The number of people in Germany working more than 48 hours per week grew by around 30 percent in the 20 years from 1995-2015, the Labor Ministry said in a parliamentary answer published on Friday.

The ministry told the parliamentary group of the Left party that 1.7 million people, or 4.8 percent of employees, regularly worked longer hours in 2015, as compared with 1.3 million in 1995.

Many Germans were not only working longer, but also on weekends, the ministry said, with the number of those with jobs involving Saturdays or Sundays rising from some 6 milllion to 8.8 million last year. In other words, one in four people now worked regularly or occasionally on the weekend, it said. The same figure applied to those working evenings on a regular or occasional basis.

Shift work on the up

One of the biggest changes over the 20-year period covered in the answer was with regard to shift work. According to the ministry figures, more than one in six people in Germany now works shifts, as compared with one in eight people 20 years ago. Nine percent of employees worked night shifts in 2015, an increase of some 1.4 percent over 1995.

However, in its answer, the ministry emphasized that the figures showed three-quarters of employees never or only occasionally having to work in the evening, and 90 percent never or only occasionally at night.

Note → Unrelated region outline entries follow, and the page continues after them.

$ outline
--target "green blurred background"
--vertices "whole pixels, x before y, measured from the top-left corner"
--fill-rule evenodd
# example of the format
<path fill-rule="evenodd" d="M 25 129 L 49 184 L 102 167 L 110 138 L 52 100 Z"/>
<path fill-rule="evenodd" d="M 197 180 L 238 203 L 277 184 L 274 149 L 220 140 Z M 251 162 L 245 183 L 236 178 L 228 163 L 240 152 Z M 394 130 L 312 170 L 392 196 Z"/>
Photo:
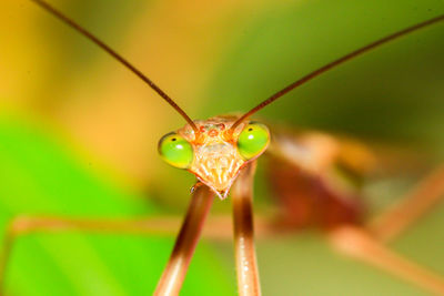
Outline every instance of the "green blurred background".
<path fill-rule="evenodd" d="M 444 13 L 442 0 L 51 2 L 200 119 L 246 111 L 334 58 Z M 157 142 L 183 120 L 34 4 L 0 6 L 1 227 L 18 214 L 182 215 L 193 176 L 162 163 Z M 385 165 L 384 177 L 365 186 L 377 212 L 442 162 L 443 99 L 438 24 L 312 81 L 258 116 L 391 145 L 391 159 L 410 151 L 415 165 L 403 153 L 396 169 Z M 266 211 L 271 193 L 262 185 L 256 194 L 256 210 Z M 230 201 L 215 201 L 213 212 L 229 211 Z M 391 246 L 444 274 L 443 215 L 437 207 Z M 8 295 L 150 295 L 173 241 L 32 234 L 13 252 Z M 315 232 L 259 239 L 258 256 L 264 295 L 427 295 L 336 255 Z M 231 242 L 199 245 L 182 295 L 235 295 Z"/>

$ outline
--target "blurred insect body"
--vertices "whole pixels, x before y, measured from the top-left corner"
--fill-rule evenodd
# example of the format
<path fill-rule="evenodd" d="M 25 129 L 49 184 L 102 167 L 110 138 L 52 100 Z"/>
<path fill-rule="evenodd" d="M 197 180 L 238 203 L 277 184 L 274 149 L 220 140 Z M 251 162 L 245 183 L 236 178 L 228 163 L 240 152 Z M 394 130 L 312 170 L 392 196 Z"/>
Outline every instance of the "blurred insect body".
<path fill-rule="evenodd" d="M 269 144 L 271 145 L 269 152 L 274 159 L 270 171 L 271 181 L 276 190 L 276 195 L 284 205 L 284 215 L 278 224 L 260 221 L 258 226 L 260 233 L 264 229 L 275 232 L 278 226 L 301 227 L 316 224 L 327 229 L 331 243 L 342 253 L 383 268 L 433 293 L 444 295 L 444 282 L 440 276 L 412 264 L 391 252 L 383 244 L 383 241 L 394 237 L 437 202 L 444 191 L 442 171 L 436 171 L 434 175 L 424 181 L 424 186 L 433 187 L 433 191 L 422 191 L 421 195 L 413 194 L 407 200 L 408 205 L 417 204 L 420 197 L 422 202 L 426 201 L 426 204 L 421 207 L 421 212 L 407 215 L 401 226 L 398 224 L 393 225 L 393 213 L 398 215 L 398 212 L 405 208 L 405 206 L 400 206 L 396 210 L 397 212 L 387 212 L 385 218 L 369 226 L 362 221 L 361 205 L 349 198 L 349 195 L 354 194 L 354 192 L 350 190 L 351 186 L 346 182 L 342 182 L 341 175 L 336 172 L 339 167 L 342 167 L 356 175 L 365 173 L 372 163 L 372 156 L 366 153 L 365 149 L 353 146 L 351 142 L 341 142 L 325 134 L 306 133 L 294 136 L 292 133 L 281 132 L 279 129 L 273 130 L 273 127 L 271 127 L 272 136 L 270 139 L 270 132 L 265 125 L 249 122 L 250 116 L 255 112 L 299 85 L 387 41 L 440 22 L 444 20 L 444 16 L 398 31 L 321 67 L 276 92 L 243 115 L 193 121 L 149 78 L 102 41 L 44 1 L 34 0 L 34 2 L 120 61 L 148 83 L 188 122 L 183 129 L 167 134 L 159 143 L 159 151 L 168 163 L 189 170 L 196 175 L 199 182 L 171 258 L 159 280 L 154 295 L 179 294 L 203 223 L 211 208 L 213 196 L 216 194 L 222 200 L 225 198 L 232 185 L 239 294 L 261 294 L 253 243 L 252 180 L 255 160 L 265 152 Z M 352 151 L 360 156 L 350 157 L 350 154 L 353 154 Z M 362 163 L 369 165 L 361 165 Z M 44 220 L 39 217 L 31 217 L 24 222 L 18 218 L 11 224 L 4 246 L 3 271 L 7 263 L 6 258 L 16 236 L 32 229 L 62 227 L 134 232 L 147 229 L 147 227 L 151 231 L 150 227 L 152 227 L 130 222 L 113 224 L 90 221 L 82 224 L 72 220 Z M 396 228 L 396 231 L 386 236 L 382 234 L 385 229 L 393 228 Z M 2 277 L 4 277 L 4 273 L 2 273 Z"/>

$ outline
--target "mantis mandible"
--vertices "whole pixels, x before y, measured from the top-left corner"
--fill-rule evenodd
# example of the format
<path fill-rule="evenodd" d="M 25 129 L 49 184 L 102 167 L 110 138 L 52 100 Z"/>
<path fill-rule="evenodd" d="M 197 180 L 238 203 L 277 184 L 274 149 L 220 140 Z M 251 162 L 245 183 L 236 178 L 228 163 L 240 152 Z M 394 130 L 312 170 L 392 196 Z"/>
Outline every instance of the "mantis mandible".
<path fill-rule="evenodd" d="M 188 125 L 185 125 L 183 129 L 163 137 L 159 145 L 161 155 L 168 163 L 176 167 L 189 170 L 196 175 L 199 182 L 195 185 L 189 214 L 186 215 L 182 231 L 178 237 L 173 254 L 163 276 L 161 277 L 161 280 L 159 282 L 159 286 L 155 292 L 158 295 L 174 295 L 179 293 L 188 269 L 188 264 L 199 239 L 200 229 L 211 206 L 213 195 L 215 194 L 221 198 L 225 198 L 232 185 L 234 186 L 231 190 L 231 193 L 233 198 L 235 223 L 239 292 L 241 295 L 259 295 L 260 285 L 253 245 L 253 222 L 251 210 L 251 182 L 254 173 L 255 160 L 265 152 L 270 142 L 273 146 L 271 149 L 271 153 L 275 153 L 275 155 L 280 155 L 280 157 L 285 159 L 289 162 L 295 155 L 290 156 L 286 154 L 287 150 L 285 149 L 285 143 L 289 142 L 286 136 L 276 136 L 279 135 L 279 132 L 275 133 L 276 135 L 274 135 L 273 131 L 271 133 L 272 135 L 270 135 L 270 131 L 266 126 L 260 123 L 250 122 L 250 116 L 273 101 L 280 99 L 291 90 L 302 85 L 303 83 L 339 64 L 387 41 L 443 20 L 443 17 L 428 20 L 344 55 L 343 58 L 340 58 L 339 60 L 335 60 L 332 63 L 305 75 L 282 91 L 276 92 L 274 95 L 270 96 L 268 100 L 263 101 L 261 104 L 243 115 L 231 118 L 213 118 L 208 121 L 193 121 L 181 108 L 176 105 L 176 103 L 170 96 L 168 96 L 168 94 L 157 86 L 157 84 L 154 84 L 143 73 L 132 67 L 132 64 L 108 48 L 95 37 L 91 35 L 88 31 L 84 31 L 81 27 L 68 18 L 63 17 L 63 14 L 48 6 L 46 2 L 34 2 L 61 18 L 63 21 L 68 22 L 71 27 L 79 30 L 82 34 L 91 39 L 94 43 L 103 48 L 107 52 L 123 63 L 139 78 L 147 82 L 155 92 L 158 92 L 159 95 L 163 98 L 174 110 L 176 110 L 188 122 Z M 310 141 L 307 141 L 307 143 L 309 142 Z M 291 146 L 294 145 L 294 143 L 287 144 Z M 306 144 L 306 146 L 311 149 L 309 144 Z M 198 152 L 200 154 L 196 154 Z M 326 163 L 320 163 L 319 166 L 310 164 L 307 167 L 303 169 L 311 174 L 321 175 L 322 170 L 331 164 L 327 161 Z M 236 182 L 234 183 L 235 180 Z M 69 222 L 67 223 L 69 224 Z M 47 224 L 48 227 L 51 227 L 51 225 L 54 225 L 54 222 L 47 222 Z M 386 228 L 384 226 L 381 226 L 380 228 Z M 128 227 L 131 226 L 128 225 Z M 85 228 L 88 228 L 88 226 L 85 226 Z M 340 228 L 332 233 L 332 242 L 339 242 L 335 244 L 337 244 L 340 247 L 341 242 L 344 242 L 344 239 L 340 237 L 353 237 L 360 242 L 364 242 L 364 244 L 370 242 L 365 245 L 370 245 L 373 247 L 373 249 L 376 249 L 381 257 L 391 257 L 391 254 L 386 253 L 386 249 L 381 251 L 377 248 L 380 245 L 372 245 L 374 242 L 366 236 L 366 233 L 363 233 L 362 229 Z M 345 253 L 350 253 L 346 247 L 343 249 L 345 249 Z M 360 255 L 362 254 L 357 254 L 356 256 L 360 257 Z M 395 257 L 394 261 L 392 261 L 392 265 L 384 266 L 384 268 L 412 282 L 415 282 L 415 279 L 417 280 L 417 278 L 420 278 L 417 282 L 421 286 L 442 293 L 442 284 L 440 279 L 436 279 L 433 275 L 424 273 L 421 268 L 416 268 L 416 266 L 408 264 L 402 265 L 402 263 L 404 263 L 404 261 L 400 261 Z M 375 263 L 375 265 L 379 263 Z M 400 266 L 403 266 L 401 269 L 405 272 L 400 272 Z"/>

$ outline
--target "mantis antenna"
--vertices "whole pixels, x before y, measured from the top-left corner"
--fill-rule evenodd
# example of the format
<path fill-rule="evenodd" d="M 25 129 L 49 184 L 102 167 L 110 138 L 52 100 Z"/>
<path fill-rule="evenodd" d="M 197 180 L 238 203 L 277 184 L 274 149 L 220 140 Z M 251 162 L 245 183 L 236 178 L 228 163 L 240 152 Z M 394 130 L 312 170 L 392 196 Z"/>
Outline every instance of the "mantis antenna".
<path fill-rule="evenodd" d="M 380 40 L 376 40 L 376 41 L 374 41 L 372 43 L 369 43 L 369 44 L 366 44 L 366 45 L 364 45 L 364 47 L 362 47 L 362 48 L 360 48 L 360 49 L 357 49 L 355 51 L 350 52 L 349 54 L 345 54 L 345 55 L 343 55 L 343 57 L 341 57 L 341 58 L 339 58 L 339 59 L 336 59 L 336 60 L 334 60 L 334 61 L 332 61 L 332 62 L 319 68 L 317 70 L 314 70 L 313 72 L 311 72 L 311 73 L 304 75 L 303 78 L 296 80 L 295 82 L 291 83 L 290 85 L 285 86 L 284 89 L 282 89 L 279 92 L 276 92 L 273 95 L 271 95 L 265 101 L 261 102 L 260 104 L 258 104 L 256 106 L 251 109 L 249 112 L 243 114 L 239 120 L 236 120 L 233 123 L 233 125 L 230 127 L 230 130 L 234 131 L 235 127 L 239 124 L 241 124 L 244 120 L 246 120 L 248 118 L 250 118 L 251 115 L 253 115 L 254 113 L 260 111 L 261 109 L 263 109 L 266 105 L 273 103 L 274 101 L 276 101 L 278 99 L 280 99 L 284 94 L 286 94 L 287 92 L 296 89 L 297 86 L 301 86 L 301 85 L 305 84 L 306 82 L 309 82 L 310 80 L 312 80 L 312 79 L 314 79 L 314 78 L 327 72 L 329 70 L 332 70 L 332 69 L 336 68 L 337 65 L 340 65 L 340 64 L 342 64 L 342 63 L 344 63 L 346 61 L 350 61 L 353 58 L 356 58 L 356 57 L 359 57 L 359 55 L 361 55 L 363 53 L 366 53 L 366 52 L 369 52 L 369 51 L 371 51 L 371 50 L 373 50 L 373 49 L 375 49 L 375 48 L 377 48 L 377 47 L 380 47 L 380 45 L 382 45 L 384 43 L 387 43 L 387 42 L 390 42 L 392 40 L 395 40 L 395 39 L 397 39 L 400 37 L 406 35 L 406 34 L 408 34 L 411 32 L 414 32 L 414 31 L 420 30 L 422 28 L 425 28 L 427 25 L 434 24 L 434 23 L 440 22 L 442 20 L 444 20 L 444 14 L 441 14 L 441 16 L 438 16 L 436 18 L 428 19 L 426 21 L 416 23 L 416 24 L 414 24 L 412 27 L 408 27 L 408 28 L 406 28 L 404 30 L 397 31 L 397 32 L 392 33 L 390 35 L 386 35 L 386 37 L 384 37 L 384 38 L 382 38 Z"/>
<path fill-rule="evenodd" d="M 143 80 L 150 88 L 155 91 L 160 96 L 162 96 L 163 100 L 167 101 L 175 111 L 178 111 L 179 114 L 182 115 L 182 118 L 190 124 L 190 126 L 193 129 L 195 134 L 199 134 L 198 126 L 195 126 L 194 122 L 190 119 L 189 115 L 186 115 L 185 111 L 183 111 L 175 102 L 173 99 L 171 99 L 164 91 L 162 91 L 154 82 L 152 82 L 148 76 L 145 76 L 140 70 L 138 70 L 134 65 L 132 65 L 129 61 L 127 61 L 122 55 L 117 53 L 114 50 L 112 50 L 109 45 L 107 45 L 103 41 L 101 41 L 99 38 L 87 31 L 84 28 L 82 28 L 80 24 L 64 16 L 62 12 L 58 11 L 53 7 L 51 7 L 49 3 L 42 0 L 31 0 L 52 16 L 54 16 L 57 19 L 61 20 L 89 40 L 91 40 L 93 43 L 99 45 L 101 49 L 103 49 L 105 52 L 108 52 L 111 57 L 113 57 L 115 60 L 118 60 L 120 63 L 122 63 L 127 69 L 129 69 L 131 72 L 133 72 L 137 76 L 139 76 L 141 80 Z"/>

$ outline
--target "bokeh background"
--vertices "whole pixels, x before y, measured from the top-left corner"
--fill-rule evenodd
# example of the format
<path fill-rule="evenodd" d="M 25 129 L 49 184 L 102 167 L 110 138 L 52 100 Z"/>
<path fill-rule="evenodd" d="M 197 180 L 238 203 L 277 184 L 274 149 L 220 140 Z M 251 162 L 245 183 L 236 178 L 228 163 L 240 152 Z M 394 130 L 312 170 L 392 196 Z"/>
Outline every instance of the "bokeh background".
<path fill-rule="evenodd" d="M 334 58 L 444 13 L 442 0 L 51 3 L 199 119 L 246 111 Z M 0 7 L 2 229 L 18 214 L 184 213 L 193 176 L 157 155 L 158 140 L 183 120 L 132 73 L 31 2 L 3 0 Z M 443 161 L 444 27 L 356 59 L 258 116 L 393 147 L 386 150 L 393 164 L 384 163 L 380 177 L 364 187 L 370 212 L 377 212 Z M 258 212 L 273 204 L 266 186 L 258 186 L 256 195 Z M 215 201 L 213 212 L 229 214 L 230 201 Z M 391 246 L 444 274 L 443 215 L 437 207 Z M 12 254 L 8 295 L 150 295 L 173 241 L 28 235 Z M 264 295 L 427 295 L 335 254 L 316 232 L 259 239 L 258 254 Z M 235 295 L 233 262 L 231 242 L 204 239 L 182 295 Z"/>

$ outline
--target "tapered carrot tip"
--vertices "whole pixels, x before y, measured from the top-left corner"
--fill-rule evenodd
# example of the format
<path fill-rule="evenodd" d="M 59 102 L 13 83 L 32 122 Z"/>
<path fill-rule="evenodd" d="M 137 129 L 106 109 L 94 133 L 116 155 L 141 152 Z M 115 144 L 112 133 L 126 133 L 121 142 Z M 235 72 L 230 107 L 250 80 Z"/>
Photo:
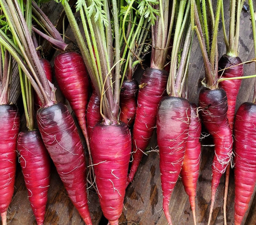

The Left party nonetheless warned against the trends indicated by the figures presented.

"More and more people are already working evenings, nights or on the weekend," the Left's social affairs expert, Jutta Krellmann, told the Passauer Neue Presse, accusing Federal Labor Minister Andrea Nahles of failing to put a stop to the spread of atypical working hours with their associated health risks.

She called on the German government to introduce effective anti-stress regulations and to reduce mandatory weekly working hours in order to "point the way forward."

Nahles has indicated a willingness to allow more flexible working hours, as demanded by many employers, provided that they are laid down in previous collective agreements.